Along with describing the creatures to his readers, Carignan said it was also difficult figuring out what to name his creations. “What is interesting is the hardest part for me [while writing] is naming things,” Carignan said. “So, what I’ll do, is I’ll put in just a literal description of what the word is and just put it through Google translate into a bunch of different languages and be like, ‘Oh, that sounds weird. Let’s use that.’ Or [the name] might be close to [another word] and I’ll just change it.” My daughter is half Vietnamese and I try to use both with her to keep her fluent in English and Vietnamese, so some of the words are variations of the Vietnamese of saying ‘gray desert.’”
Carignan is off to a wonderful start with The Sleeping Man campaign and has many wonderful goals in mind. He wishes to be published, he wishes to have The Sleeping Man funded before November, and he also wishes to donate half of his book’s proceeds to the Children’s Literacy Initiative. “The idea for raising money is I’m not asking for myself. I am asking for myself because I want to be published, but some other good can come of it, so I wanted to maybe have a kid have an experience like I did,” Carignan said. “If I didn’t have the parents that I did, I might be illiterate right now. My school wasn’t teaching me, they didn’t have time for me, I was too hyper. All one person had to do, in this case, my mom, was sit there and read and re-read books with me until I got it. And even now, if I ever see one of those tests where all the letters in every word are jumbled up, I can read that as fast as I can read normal. That is because someone took the time to do that [for me]. If you can read well, so much opens up. I just wanted to do what I could.”
Carignan’s goals are looking really good for The Sleeping Man’s campaign still has over 100 days left and his book already has over 100 pre-orders. When it comes to marketing his book, Carignan has no problem talking to friends, family, and fellow writers and asking for their support. “When you write, you write in a vacuum and it’s not like performing where you perform in front of somebody and you create the art with the audience. Without anybody else seeing it, you have to write it and then you have to hand it to somebody and say, ‘Read this,’ which, if you’re not confident in your own voice, can be very intimidating.

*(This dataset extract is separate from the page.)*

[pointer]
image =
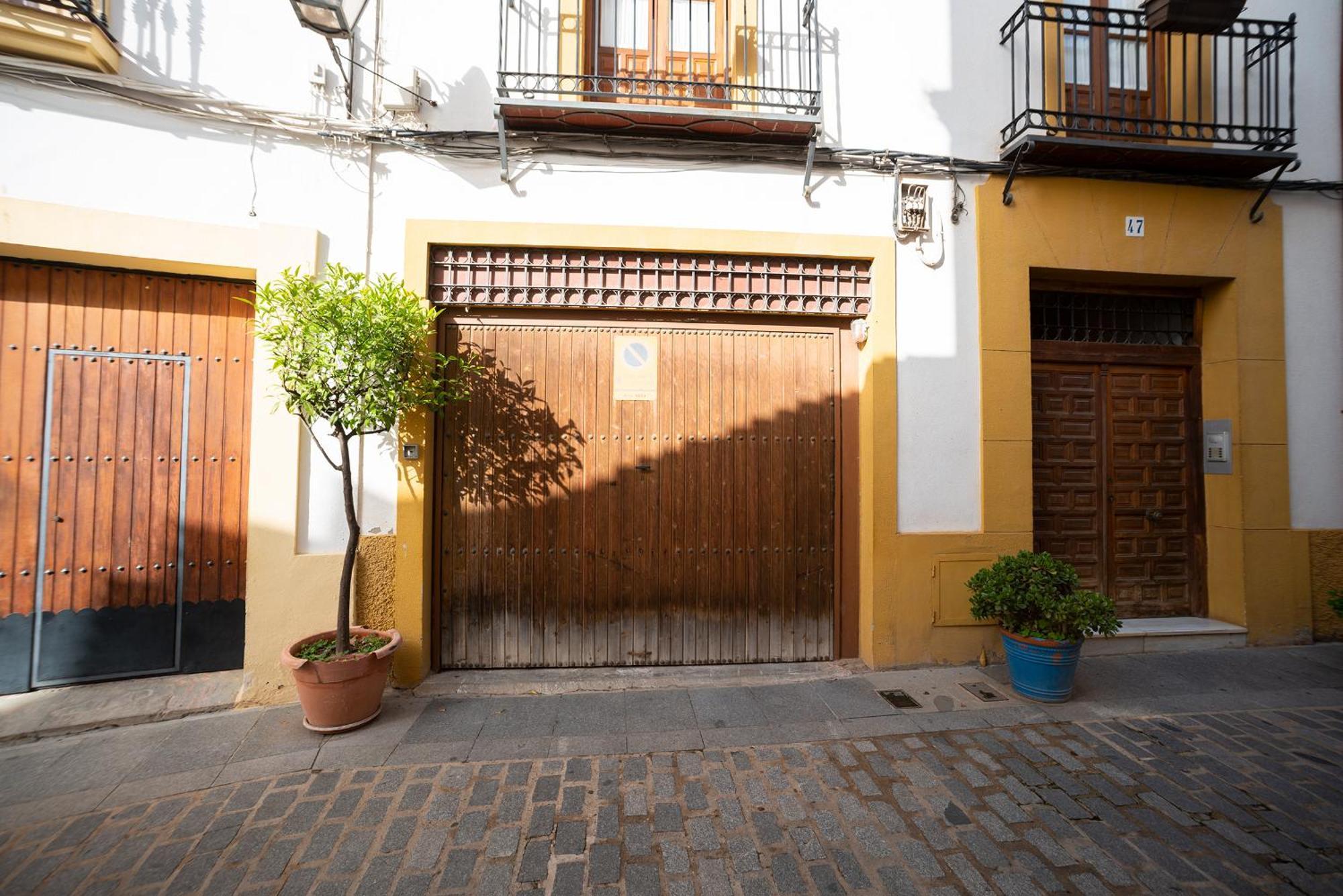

Then to ask, on top of that, people for money and then it’s people you know for money, I’m pretty sure it’s harder than talking to girls. I’ve been slowly messaging every person I have saying, ‘Hey, I would sincerely appreciate it if you preordered my work,’” Carignan said. “[It is time consuming], but that’s the positive thing. Inkshares is letting you take it into your own hands. If you put in the time, you [can] get ten orders a day.”